Coronavirus e carcere

Gli effetti collaterali dell’emergenza sanitaria

Nelle ultime settimane l’Italia ha subito la chiusura quasi generale delle attività formative sul territorio nazionale. Molte sono state anche le aziende che hanno serrato le porte dove non è stato possibile attivare lo smart working dal domicilio dei lavoratori. Anche la CoopThc ha assaporato sulla propria pelle questo blocco sospendendo numerose attività programmate in partenza per la prossima primavera. Anche di fronte alle ultime notizie di cronaca sulle carceri, il nostro pensiero va ai detenuti, protagonisti di moltissimi progetti della cooperativa.

Sebbene non manchi la voglia per sfruttare al meglio i ritmi rallentati che questo momento storico impone per prepararsi e tornare con attività sempre meglio strutturate, ci fronteggiamo con un immobilismo che di fatto ha annullato tutti quei processi che prevedono accesso da e per l’esterno per evitare il contagio all’interno delle strutture penitenziarie. Una misura preventiva e quanto mai necessaria per eludere situazioni ingestibili. 

A farne le spese sono proprio i detenuti e gli ufficiali di polizia che si trovano a dover fronteggiare una situazione di completa interruzione delle attività ricreative, parte integrante del processo di recupero sociale sponsorizzato dall’ordinamento penitenziario e spesso valvola di sfogo di un ambiente complesso e delicato. Gli effetti di questa stasi si riflettono soprattutto sull’umore di coloro che vivono nell’istituto penitenziario rischiando di andare incontro a processi degenerativi psicologici che possano sfociare in malcontento e, nei casi più gravi, in rivolte interne come accaduto nei giorni scorsi. 

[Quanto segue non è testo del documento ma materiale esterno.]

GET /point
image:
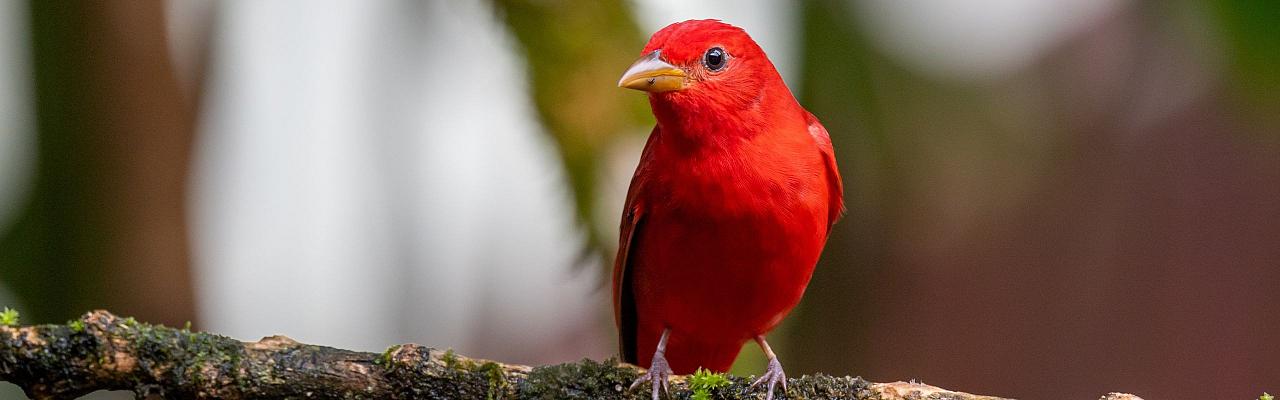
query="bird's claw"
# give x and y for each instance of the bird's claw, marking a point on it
(773, 375)
(659, 373)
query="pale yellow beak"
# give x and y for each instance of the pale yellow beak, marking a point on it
(652, 75)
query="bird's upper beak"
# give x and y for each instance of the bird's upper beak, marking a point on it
(652, 75)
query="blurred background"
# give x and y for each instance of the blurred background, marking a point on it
(1047, 199)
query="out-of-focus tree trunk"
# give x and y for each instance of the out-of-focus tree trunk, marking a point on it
(105, 225)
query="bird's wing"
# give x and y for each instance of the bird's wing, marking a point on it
(835, 187)
(632, 221)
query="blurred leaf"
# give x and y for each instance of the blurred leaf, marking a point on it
(1252, 35)
(575, 50)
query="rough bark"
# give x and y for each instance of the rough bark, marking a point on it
(104, 351)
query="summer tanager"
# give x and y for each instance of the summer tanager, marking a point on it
(728, 209)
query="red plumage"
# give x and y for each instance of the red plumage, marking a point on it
(730, 205)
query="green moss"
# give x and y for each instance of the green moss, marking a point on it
(385, 358)
(583, 380)
(449, 359)
(9, 317)
(497, 378)
(703, 381)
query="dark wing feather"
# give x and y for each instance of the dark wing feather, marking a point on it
(632, 221)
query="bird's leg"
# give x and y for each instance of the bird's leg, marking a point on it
(773, 373)
(659, 372)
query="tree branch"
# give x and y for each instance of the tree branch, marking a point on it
(104, 351)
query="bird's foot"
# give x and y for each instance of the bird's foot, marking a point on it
(659, 373)
(772, 375)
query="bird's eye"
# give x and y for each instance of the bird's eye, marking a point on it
(714, 59)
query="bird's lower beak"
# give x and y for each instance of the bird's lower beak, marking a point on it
(652, 75)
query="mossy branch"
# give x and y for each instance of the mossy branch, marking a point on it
(104, 351)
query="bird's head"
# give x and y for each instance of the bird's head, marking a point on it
(703, 63)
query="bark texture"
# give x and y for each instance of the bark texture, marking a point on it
(104, 351)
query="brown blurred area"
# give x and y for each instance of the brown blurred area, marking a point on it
(1132, 244)
(105, 222)
(1104, 218)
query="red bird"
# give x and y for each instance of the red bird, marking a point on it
(728, 209)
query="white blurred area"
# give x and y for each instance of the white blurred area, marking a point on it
(17, 144)
(373, 172)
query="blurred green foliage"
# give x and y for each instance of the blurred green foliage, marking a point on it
(1252, 37)
(575, 51)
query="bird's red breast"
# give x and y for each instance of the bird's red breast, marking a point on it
(730, 205)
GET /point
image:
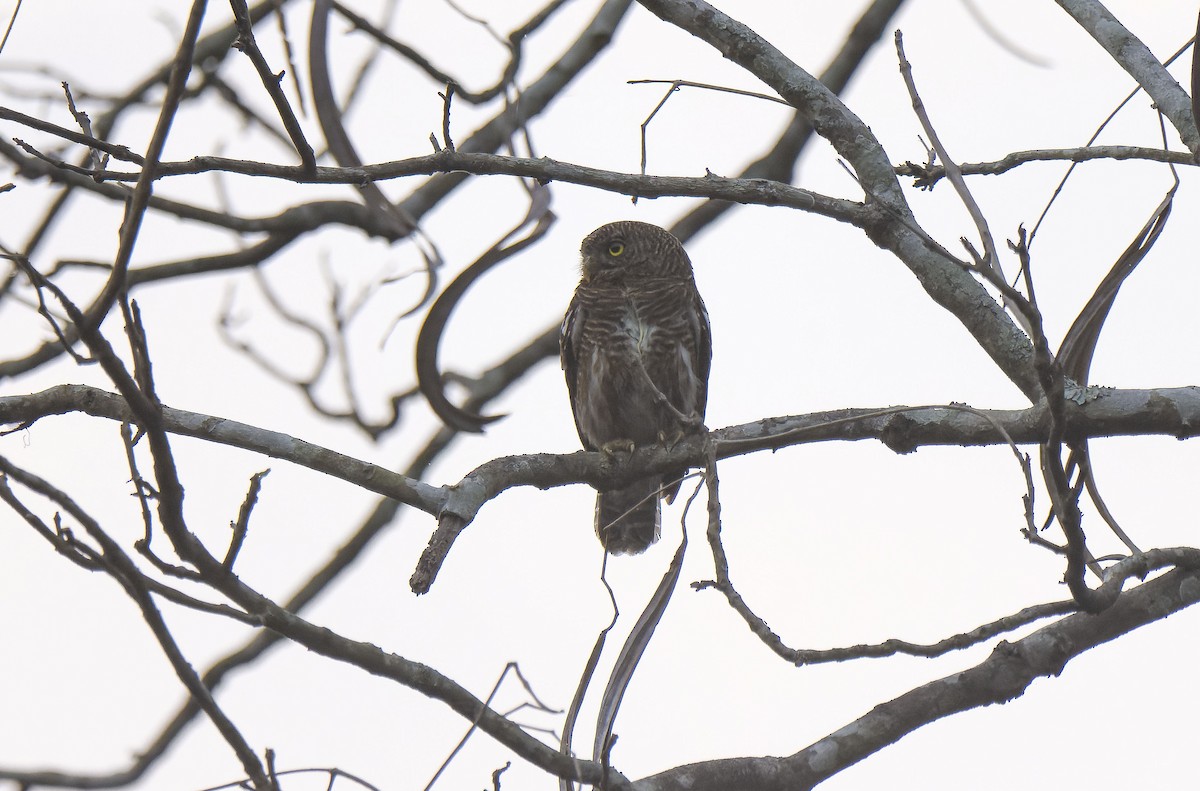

L’emergenza sanitaria ci impone una doverosa riflessione di quanto sia indispensabile per il sistema carcerario il terzo settore essendo in grado di realizzare, se non percorsi esterni, perlomeno quelli interni che possano sopravvivere a una chiusura totale come quella che stanno vivendo adesso. Molte strutture hanno, attive ed autogestite, progettualità dove si lavora la terra, ci si dedica al giardinaggio e alla cura del bestiame o semplicemente si ha accesso ad una biblioteca con libri e computer. Per molte altre realtà, una grande maggioranza di queste attività sono legate alla presenza esclusiva di soggetti esterni: un formatore o un volontario. 

Da qui lo spunto per studiare ed elaborare i prossimi progetti, potenziandoli nell’intento di strutturare un’autonomia che sia in grado di garantire l’attivazione e la continuità di un percorso rieducativo indipendente da forze esterne. Questo mettendo in condizioni la direzione del penitenziario di poter avviare in completa autonomia i programmi che maggiormente ritiene validi. Prevedendo strutture più snelle di impresa sociale che possano e sappiano presentare una soluzione al sistema carcerario affinché gli ostacoli siano superati con più facilità. 

Come cooperativa per questo progetto ci vengono in supporto i fondi derivanti dal 5×1000, che il terzo settore è in grado di intercettare, con i quali è possibile intervenire con donazioni mirate di natura strumentale o in opportunità lavorative e formative. Sono queste le motivazioni che ci spingono a strutturare la crescita della CoopTHC, indirizzando il pensiero a ciò che riteniamo fondante per l’aiuto della comunità. L’impegno del terzo settore può essere l’elemento che fa la differenza ed è bene esserne totalmente responsabili.